Le Cnes et Open Space Makers lancent leur Tour de France
Publié le 27 février 2018 par Ewen Chardronnet
L’association propulsée par le Cnes veut faciliter le développement de projets open source pour le spatial dans les fablabs, makerspaces, hackerspaces et autres lieux de fabrique collaborative.
Strasbourg, envoyé spécial
Ce samedi 24 février, à l’International Space University (ISU) de Strasbourg, Nicolas Chuecos et Anne-Lise Coudry de l’association Open Space Makers, et Fabio Mainolfi du Centre national d’études spatiales, accueillent les curieux, amateurs et étudiants. Christopher Welsh, le directeur des études de l’ISU, a très vite montré son intérêt pour le projet. C’est lui qui a rendu possible ce rendez-vous, seconde étape – après une première dans le fablab du collège Louise Michel de Clichy-sous-Bois — du Tour de France de quatre mois que l’initiative va mener afin de promouvoir sa volonté de soutenir des projets spatiaux open source issus de fablabs et autres hackerspaces.
Pour les Strasbourgeois, l’International Space University à Illkirch est un bâtiment qui intrigue.
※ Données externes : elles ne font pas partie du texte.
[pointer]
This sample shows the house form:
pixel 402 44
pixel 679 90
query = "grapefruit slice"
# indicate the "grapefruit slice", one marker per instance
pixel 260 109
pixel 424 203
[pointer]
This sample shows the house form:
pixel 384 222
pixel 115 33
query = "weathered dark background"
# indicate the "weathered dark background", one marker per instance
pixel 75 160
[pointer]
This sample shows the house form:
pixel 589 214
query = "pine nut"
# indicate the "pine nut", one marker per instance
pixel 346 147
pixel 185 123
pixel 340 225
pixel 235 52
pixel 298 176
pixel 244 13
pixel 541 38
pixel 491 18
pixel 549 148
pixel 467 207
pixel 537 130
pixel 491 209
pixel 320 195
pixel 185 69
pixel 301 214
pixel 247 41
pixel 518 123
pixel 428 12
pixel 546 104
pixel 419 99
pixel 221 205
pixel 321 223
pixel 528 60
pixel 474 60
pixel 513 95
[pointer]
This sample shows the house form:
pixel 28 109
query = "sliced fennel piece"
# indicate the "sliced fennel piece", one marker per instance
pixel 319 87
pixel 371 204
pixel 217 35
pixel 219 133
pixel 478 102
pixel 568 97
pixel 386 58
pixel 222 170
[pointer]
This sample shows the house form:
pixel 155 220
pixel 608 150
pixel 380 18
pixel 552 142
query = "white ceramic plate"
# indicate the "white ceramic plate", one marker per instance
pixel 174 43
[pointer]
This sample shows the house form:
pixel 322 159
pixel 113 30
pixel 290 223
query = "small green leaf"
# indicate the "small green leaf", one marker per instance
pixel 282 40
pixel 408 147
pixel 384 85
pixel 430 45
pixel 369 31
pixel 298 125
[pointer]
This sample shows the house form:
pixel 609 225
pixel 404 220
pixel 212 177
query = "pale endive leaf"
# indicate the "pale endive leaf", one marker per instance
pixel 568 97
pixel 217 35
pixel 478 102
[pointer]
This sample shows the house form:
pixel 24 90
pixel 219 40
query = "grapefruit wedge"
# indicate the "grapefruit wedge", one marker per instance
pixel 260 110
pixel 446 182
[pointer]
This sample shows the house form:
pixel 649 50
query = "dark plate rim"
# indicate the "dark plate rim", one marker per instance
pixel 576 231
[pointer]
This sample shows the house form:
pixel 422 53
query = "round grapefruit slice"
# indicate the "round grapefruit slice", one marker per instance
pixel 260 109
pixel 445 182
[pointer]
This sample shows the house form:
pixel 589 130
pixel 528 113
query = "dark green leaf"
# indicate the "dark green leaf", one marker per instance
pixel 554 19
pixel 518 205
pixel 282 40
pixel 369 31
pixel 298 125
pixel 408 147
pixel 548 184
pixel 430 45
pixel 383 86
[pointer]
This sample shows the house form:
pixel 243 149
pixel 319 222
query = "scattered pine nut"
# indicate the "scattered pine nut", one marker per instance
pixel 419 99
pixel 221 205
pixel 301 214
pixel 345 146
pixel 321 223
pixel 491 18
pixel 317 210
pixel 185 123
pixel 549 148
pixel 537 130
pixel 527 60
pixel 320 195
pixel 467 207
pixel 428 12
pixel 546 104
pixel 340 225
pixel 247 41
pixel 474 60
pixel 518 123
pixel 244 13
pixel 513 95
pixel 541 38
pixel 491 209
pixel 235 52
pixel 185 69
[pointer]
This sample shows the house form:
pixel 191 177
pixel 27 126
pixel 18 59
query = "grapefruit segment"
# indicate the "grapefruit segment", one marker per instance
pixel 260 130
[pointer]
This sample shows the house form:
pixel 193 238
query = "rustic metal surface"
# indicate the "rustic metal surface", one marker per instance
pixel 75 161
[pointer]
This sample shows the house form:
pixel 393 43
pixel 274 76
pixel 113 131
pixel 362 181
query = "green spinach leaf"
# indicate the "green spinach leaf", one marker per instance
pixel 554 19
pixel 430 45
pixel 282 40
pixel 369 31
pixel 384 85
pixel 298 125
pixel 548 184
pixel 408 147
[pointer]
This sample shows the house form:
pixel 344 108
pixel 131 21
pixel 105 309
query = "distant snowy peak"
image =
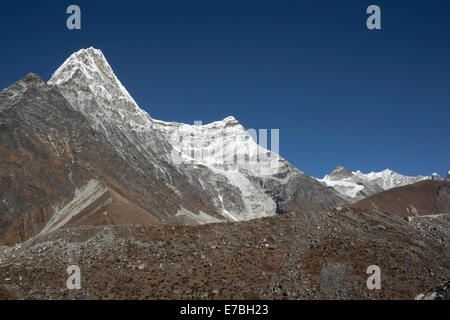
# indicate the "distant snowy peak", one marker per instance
pixel 388 179
pixel 358 185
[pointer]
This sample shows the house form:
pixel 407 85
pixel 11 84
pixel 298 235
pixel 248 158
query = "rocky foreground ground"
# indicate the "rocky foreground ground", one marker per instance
pixel 292 256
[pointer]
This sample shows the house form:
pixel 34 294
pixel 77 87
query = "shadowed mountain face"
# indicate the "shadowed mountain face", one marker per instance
pixel 79 151
pixel 421 198
pixel 49 155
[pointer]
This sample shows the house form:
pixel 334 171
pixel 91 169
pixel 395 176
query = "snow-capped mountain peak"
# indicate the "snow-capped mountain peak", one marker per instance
pixel 358 185
pixel 238 178
pixel 91 65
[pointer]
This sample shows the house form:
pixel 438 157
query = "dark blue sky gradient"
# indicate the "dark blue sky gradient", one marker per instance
pixel 339 93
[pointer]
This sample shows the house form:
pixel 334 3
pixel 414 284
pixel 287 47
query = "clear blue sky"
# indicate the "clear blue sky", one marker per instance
pixel 339 93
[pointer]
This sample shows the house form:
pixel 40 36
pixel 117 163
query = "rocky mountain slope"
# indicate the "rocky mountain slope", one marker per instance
pixel 358 185
pixel 421 198
pixel 83 128
pixel 324 255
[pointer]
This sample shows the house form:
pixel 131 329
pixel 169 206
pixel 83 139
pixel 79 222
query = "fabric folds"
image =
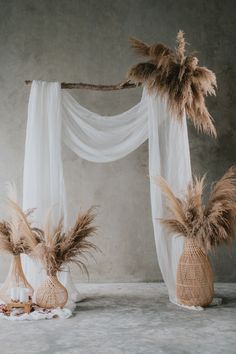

Discrète sur la région, l’université privée a été initiée en 1987 au Massachusetts par la Space Generation Foundation de Peter Diamandis, l’entrepreneur spatial à l’origine depuis de la Fondation X-Prize, et plus récemment de la Singularity University et de l’entreprise d’exploitation spatiale minière Planetary Resources. En 1994, l’ISU installe son campus principal à Strasbourg, suite à un appel à candidature remporté par les Alsaciens. L’ISU dispense depuis un Master of Science in Space Studies et a vu y émerger quelques réussites spatiales. Cette année, 43 étudiants de 19 pays suivent les cours en anglais de ce master à vocation interdisciplinaire dans un bâtiment confortable inauguré en 2002 et dont la bibliothèque est sans doute l’une des meilleures bibliothèques spatiales en Europe.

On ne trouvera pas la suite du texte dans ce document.